At least 228 officers died by suicide in 2019, compared with 134 killed in the line of duty, according to data compiled by Blue H.E.R.O. The number of suicides is likely under-reported, because of the associated stigma, officials said.
"The prolonged exposure that we have to critical incidents and the trauma that we see, the victimization that we see — all the negativity takes its toll on us," Betustak said. "Over time, it will cause us to withdraw or be more cynical."
No Hammond officers have died by suicide in recent years. Betustak hopes the wellness unit not only prevents suicides, but helps support officers from the beginning of their careers through retirement.
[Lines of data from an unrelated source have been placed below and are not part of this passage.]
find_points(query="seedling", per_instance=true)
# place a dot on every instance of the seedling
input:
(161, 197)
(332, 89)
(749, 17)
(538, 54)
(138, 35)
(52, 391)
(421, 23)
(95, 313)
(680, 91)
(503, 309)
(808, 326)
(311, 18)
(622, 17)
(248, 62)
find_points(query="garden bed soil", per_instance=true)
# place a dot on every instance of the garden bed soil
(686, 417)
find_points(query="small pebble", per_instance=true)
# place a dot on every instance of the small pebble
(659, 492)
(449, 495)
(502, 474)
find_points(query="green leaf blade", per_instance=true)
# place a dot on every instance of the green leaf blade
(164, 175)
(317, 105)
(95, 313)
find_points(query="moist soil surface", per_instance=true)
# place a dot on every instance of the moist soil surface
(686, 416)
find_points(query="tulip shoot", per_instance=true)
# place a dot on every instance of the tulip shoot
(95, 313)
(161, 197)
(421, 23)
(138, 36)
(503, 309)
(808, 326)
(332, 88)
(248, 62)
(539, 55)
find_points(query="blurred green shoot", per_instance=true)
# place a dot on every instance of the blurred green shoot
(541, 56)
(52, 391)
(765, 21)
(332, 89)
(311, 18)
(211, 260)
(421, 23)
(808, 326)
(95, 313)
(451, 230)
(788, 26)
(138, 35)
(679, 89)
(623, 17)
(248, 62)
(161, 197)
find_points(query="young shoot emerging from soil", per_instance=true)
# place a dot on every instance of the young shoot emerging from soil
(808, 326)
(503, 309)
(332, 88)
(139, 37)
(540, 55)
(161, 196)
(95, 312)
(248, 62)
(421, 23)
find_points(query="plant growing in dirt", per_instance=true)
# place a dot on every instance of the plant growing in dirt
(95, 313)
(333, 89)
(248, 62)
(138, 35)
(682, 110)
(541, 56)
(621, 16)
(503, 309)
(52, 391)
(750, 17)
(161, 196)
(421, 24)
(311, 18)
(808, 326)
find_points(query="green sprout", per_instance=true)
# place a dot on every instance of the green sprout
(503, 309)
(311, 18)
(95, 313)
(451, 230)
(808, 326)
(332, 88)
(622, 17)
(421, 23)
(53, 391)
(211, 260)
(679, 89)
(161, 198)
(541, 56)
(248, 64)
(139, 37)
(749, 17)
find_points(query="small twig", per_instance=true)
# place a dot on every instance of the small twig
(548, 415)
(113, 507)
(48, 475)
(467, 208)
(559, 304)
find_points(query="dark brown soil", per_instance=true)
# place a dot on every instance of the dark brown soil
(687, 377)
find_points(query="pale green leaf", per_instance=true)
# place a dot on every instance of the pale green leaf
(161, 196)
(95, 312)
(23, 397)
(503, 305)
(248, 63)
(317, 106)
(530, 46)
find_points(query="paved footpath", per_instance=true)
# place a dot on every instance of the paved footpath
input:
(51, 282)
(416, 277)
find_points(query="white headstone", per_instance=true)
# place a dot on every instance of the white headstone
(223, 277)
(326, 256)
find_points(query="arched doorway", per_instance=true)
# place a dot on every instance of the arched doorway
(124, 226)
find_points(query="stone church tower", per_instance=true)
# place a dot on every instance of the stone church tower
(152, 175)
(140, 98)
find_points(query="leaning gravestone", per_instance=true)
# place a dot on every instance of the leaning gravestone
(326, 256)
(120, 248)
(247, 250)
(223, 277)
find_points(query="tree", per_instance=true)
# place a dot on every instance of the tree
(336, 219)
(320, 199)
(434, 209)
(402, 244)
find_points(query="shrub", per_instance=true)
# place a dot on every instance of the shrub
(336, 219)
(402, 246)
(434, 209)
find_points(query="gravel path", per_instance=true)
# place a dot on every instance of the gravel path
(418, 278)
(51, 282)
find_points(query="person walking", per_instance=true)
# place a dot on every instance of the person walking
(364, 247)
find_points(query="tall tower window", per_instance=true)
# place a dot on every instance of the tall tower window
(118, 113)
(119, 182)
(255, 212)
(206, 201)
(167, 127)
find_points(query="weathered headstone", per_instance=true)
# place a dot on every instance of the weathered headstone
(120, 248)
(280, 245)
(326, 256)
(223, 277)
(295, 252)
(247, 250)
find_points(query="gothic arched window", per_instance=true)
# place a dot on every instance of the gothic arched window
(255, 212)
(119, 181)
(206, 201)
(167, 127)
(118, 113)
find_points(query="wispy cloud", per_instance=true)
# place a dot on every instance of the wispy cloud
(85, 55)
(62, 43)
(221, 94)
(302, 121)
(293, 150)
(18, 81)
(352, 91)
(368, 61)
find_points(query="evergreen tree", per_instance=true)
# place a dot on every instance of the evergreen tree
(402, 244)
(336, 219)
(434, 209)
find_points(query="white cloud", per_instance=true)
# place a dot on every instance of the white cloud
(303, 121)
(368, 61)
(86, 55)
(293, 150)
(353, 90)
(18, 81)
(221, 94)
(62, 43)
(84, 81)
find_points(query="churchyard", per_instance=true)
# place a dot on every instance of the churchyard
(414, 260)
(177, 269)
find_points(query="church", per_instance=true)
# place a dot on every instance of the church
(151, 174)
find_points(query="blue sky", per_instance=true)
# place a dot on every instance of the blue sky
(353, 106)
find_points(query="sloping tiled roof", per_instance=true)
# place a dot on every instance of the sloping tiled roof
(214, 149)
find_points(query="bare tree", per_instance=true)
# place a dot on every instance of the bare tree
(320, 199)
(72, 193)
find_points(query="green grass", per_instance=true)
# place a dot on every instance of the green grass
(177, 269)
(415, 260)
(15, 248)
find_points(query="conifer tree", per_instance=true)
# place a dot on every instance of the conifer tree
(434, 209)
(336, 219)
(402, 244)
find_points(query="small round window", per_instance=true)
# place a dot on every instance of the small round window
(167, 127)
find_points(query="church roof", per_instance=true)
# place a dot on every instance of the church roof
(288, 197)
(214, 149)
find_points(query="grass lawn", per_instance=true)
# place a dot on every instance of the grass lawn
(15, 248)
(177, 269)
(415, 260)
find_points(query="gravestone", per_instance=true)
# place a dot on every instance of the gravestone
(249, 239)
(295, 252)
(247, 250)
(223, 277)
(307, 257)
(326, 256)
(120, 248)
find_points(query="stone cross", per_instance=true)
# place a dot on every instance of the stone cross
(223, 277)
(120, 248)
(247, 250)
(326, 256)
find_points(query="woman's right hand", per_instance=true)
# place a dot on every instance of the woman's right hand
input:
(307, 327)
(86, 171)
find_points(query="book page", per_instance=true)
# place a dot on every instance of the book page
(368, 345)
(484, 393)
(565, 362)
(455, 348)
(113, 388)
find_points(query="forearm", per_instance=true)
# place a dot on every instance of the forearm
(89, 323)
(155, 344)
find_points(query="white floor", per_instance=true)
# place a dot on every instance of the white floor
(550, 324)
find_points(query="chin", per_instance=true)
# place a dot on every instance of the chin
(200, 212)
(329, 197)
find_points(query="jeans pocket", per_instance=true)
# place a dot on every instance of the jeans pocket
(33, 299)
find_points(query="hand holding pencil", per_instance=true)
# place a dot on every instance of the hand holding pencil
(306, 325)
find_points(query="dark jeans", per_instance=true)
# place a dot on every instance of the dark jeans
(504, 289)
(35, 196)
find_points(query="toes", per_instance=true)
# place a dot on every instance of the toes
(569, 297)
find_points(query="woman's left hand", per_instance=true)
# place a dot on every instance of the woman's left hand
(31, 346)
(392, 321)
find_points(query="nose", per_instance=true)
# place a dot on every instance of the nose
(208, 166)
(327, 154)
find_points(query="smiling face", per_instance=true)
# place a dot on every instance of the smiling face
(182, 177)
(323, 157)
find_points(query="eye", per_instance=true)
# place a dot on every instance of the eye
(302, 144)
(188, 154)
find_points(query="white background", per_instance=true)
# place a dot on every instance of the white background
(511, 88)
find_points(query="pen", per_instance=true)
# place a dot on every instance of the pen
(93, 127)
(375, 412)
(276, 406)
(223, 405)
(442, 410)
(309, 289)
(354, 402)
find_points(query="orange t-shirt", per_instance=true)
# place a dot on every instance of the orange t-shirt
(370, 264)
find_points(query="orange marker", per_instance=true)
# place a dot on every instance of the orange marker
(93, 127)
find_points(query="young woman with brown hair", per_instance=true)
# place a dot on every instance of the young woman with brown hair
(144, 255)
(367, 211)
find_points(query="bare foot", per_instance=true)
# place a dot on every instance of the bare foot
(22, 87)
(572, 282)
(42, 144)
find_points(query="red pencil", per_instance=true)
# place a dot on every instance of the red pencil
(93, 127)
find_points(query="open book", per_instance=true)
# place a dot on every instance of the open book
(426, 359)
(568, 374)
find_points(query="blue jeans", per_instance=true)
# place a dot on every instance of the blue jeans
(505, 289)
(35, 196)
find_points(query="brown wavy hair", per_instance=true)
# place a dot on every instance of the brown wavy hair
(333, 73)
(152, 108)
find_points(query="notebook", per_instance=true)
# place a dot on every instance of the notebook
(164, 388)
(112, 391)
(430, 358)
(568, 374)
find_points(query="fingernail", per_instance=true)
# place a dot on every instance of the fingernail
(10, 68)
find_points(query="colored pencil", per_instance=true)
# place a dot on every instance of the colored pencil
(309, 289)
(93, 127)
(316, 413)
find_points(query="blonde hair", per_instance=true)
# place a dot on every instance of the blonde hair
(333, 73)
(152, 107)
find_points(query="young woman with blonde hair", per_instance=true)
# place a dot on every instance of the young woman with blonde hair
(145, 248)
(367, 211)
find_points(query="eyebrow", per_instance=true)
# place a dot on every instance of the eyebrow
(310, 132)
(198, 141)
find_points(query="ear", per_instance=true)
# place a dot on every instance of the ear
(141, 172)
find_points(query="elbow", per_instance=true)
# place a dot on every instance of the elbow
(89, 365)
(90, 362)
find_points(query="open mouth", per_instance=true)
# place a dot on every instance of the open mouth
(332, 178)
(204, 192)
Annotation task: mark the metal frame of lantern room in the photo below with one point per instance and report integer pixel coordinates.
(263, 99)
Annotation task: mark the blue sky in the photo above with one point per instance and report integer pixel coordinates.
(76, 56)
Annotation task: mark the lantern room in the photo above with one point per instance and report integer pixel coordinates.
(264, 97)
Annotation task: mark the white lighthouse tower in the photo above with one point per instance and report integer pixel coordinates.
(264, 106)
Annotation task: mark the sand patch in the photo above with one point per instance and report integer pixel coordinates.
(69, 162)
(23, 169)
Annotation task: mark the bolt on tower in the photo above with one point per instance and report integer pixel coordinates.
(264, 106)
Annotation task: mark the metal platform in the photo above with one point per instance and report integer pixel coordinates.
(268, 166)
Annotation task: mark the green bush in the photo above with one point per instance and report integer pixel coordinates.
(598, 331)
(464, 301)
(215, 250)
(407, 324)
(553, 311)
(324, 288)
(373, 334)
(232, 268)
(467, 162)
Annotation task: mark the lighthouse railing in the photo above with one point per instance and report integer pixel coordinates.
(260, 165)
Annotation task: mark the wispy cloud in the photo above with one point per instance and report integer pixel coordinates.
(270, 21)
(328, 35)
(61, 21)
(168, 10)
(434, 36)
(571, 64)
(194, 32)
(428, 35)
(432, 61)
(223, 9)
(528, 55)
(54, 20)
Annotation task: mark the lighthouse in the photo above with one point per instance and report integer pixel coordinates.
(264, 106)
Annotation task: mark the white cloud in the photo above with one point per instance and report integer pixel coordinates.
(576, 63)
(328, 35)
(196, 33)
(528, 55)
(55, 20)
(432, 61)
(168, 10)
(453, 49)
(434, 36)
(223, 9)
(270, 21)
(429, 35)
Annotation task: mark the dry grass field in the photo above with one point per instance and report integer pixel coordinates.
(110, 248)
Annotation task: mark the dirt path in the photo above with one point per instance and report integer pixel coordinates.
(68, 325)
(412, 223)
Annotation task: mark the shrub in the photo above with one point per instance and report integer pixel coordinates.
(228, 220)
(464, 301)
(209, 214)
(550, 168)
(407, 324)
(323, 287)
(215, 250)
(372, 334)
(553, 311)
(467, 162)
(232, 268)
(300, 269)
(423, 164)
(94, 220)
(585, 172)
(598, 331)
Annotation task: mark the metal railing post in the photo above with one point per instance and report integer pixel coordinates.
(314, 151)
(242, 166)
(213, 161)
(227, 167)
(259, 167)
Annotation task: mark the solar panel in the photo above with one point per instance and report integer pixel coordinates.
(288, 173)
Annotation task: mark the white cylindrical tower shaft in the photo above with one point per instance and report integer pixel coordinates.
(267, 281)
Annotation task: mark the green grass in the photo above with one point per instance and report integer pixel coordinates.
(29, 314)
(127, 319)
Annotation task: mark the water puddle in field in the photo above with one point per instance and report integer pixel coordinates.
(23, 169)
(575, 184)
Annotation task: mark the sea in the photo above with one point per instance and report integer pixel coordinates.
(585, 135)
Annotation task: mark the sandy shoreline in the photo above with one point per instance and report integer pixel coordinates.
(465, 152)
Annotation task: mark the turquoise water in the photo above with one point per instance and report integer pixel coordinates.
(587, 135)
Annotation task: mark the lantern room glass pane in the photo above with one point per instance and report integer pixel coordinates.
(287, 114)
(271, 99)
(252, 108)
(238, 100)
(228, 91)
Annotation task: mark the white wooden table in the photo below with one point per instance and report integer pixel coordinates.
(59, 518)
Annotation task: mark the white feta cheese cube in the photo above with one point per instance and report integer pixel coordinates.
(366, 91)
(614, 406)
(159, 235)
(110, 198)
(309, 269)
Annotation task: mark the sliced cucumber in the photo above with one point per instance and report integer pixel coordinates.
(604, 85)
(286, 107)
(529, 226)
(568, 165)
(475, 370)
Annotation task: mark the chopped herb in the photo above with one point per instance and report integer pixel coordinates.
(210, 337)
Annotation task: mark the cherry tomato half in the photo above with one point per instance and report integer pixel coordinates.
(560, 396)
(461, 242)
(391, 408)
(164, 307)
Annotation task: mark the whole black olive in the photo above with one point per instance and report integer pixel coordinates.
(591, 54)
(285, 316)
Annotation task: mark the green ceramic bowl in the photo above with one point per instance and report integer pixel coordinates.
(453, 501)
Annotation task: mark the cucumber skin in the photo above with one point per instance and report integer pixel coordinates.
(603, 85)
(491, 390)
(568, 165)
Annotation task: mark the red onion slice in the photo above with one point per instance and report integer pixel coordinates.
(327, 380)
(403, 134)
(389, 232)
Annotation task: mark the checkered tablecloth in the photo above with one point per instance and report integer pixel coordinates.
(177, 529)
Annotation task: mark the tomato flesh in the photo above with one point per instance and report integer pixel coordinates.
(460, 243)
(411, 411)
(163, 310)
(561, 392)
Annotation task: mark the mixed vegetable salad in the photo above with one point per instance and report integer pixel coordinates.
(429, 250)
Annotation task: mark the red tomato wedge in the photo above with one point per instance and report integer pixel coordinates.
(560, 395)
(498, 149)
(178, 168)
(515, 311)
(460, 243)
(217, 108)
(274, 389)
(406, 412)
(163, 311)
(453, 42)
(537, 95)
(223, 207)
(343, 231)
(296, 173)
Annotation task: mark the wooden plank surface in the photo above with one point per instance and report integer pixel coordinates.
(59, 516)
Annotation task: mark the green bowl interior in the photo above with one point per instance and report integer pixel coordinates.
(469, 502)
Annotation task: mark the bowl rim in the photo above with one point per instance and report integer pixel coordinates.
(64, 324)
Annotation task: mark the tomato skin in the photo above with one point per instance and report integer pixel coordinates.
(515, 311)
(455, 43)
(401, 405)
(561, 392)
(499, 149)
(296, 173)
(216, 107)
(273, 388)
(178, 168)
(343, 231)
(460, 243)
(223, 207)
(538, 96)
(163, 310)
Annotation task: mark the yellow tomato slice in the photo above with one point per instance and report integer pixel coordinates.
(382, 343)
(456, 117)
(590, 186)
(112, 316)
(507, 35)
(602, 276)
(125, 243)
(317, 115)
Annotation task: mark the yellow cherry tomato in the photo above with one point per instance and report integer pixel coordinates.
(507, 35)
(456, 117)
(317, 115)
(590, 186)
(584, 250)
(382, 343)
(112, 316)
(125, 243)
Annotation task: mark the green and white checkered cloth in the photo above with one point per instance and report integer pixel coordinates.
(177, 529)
Officers may have been hesitant to seek mental health care in the past, because they're afraid they could lose their badges and their guns if the admit they need help, said Lt. Steve Kellogg, the department's training supervisor.
Betustak hopes to change that culture and show officers a better way of balancing their professional and personal lives. Police Chief John Doughty's support has been instrumental in meeting that challenge, she said.
Betustak has been meeting with officers in small groups to discuss the new unit, she said.
Some come with preconceived notions that they will be forced to see a therapist. Before they leave, many tell her the unit has long been needed and share their own personal struggles with her.
"The reason they're telling me is because they want to support other officers," she said. "So, this peer support thing is building itself. They're coming up with so many great ideas for training and programs."
The department recently hosted an officer wellness symposium, which was attended by 20% of Hammond officers and police from 14 other agencies, Kellogg said.
In addition to serving as a resource and referral office, the new unit is building a critical incident response team and mentoring program for new officers, Betustak said.
Critical incident team members' focus won't be to discuss details of what happened during traumatic situations, but to determine what support an officer may need in the aftermath. Team members might pick up an officer's children, call a spouse or be an officer's advocate for the day.
Officers trained in mentoring will be paired with recruits shortly after they begin classes at a law enforcement academy. Regular communication will be required until recruits complete field training, Betustak said.
The unit also will maintain a library, including books on personal finance, marriage, parenting, leadership, nutrition, physical fitness and more. Every new recruit will be give a copy of "Emotional Survival for Law Enforcement: A Guide for Officers and Their Families" by Kevin M. Gilmartin.